One great aspect of All-Star Brawl is how the game really wants to help new players adapt to its competitive nature. Not that it’s a hard game to learn, since it takes the Smash basics and rolls with them in their own special way. There’s a cool tutorial here that teaches you how the general mechanics work, from throws to punches to kicks to special moves. It’s easy to learn, hard to master, and surprisingly fun to play.
The mechanics are not overly complex – this feels like Smash through and through – but it’s nicely dialed in, though there are minor questions with balancing. Michelangelo, for example, seems a bit too over-powered at times, and there are other small issues too. In general, the fights are very well done, and jumping in is a snap, both with local play and against others online.
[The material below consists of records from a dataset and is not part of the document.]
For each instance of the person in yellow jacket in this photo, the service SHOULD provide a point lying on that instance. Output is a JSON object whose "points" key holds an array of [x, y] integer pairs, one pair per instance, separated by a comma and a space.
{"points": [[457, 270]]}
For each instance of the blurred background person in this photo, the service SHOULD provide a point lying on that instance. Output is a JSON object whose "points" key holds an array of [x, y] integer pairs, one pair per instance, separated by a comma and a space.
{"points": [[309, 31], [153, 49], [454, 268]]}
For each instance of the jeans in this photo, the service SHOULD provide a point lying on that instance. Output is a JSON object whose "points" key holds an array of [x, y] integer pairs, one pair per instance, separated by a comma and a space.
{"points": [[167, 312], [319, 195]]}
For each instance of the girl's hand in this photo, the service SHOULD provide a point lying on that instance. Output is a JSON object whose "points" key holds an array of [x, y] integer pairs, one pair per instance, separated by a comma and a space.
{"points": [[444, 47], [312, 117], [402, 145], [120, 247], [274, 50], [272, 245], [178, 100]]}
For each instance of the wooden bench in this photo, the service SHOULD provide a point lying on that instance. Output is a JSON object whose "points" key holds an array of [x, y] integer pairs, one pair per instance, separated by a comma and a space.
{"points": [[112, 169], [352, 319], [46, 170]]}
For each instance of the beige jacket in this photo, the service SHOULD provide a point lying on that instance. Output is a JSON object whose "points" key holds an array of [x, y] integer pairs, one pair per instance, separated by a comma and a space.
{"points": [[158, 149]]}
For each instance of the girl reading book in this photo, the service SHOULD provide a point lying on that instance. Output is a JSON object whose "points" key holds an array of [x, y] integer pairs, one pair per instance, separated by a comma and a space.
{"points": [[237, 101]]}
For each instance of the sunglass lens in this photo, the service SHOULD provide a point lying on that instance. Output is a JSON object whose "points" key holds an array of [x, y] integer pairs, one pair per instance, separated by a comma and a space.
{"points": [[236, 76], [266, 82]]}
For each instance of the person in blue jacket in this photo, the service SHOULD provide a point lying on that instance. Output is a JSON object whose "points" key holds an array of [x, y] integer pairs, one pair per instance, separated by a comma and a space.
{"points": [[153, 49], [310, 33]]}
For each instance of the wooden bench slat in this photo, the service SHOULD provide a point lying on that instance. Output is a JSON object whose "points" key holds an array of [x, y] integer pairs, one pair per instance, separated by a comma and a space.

Speaking of online, the netcode provided in All-Star Brawl is very good. I had no trouble connecting to fights and kicking butts, though over-complex features like ping rate and crossplay are not really in the testing phase. At least, they are not yet, but, from what I tried out, the game is pretty solid. It is not amazing, mind you, but for a product that’s mostly about the license, it’s not bad at all.
Finally, the fighter variety is pretty good. There are some missing characters here, mainly two of the missing Ninja Turtles and – gasp! – there is no Rocko from Rocko’s Modern Life anywhere in sight. Even so, they have DLC combatants coming in and it should be a pretty good line-up based on what we’ve heard so far. I can not wait to dine on Turtle soup with Shredder.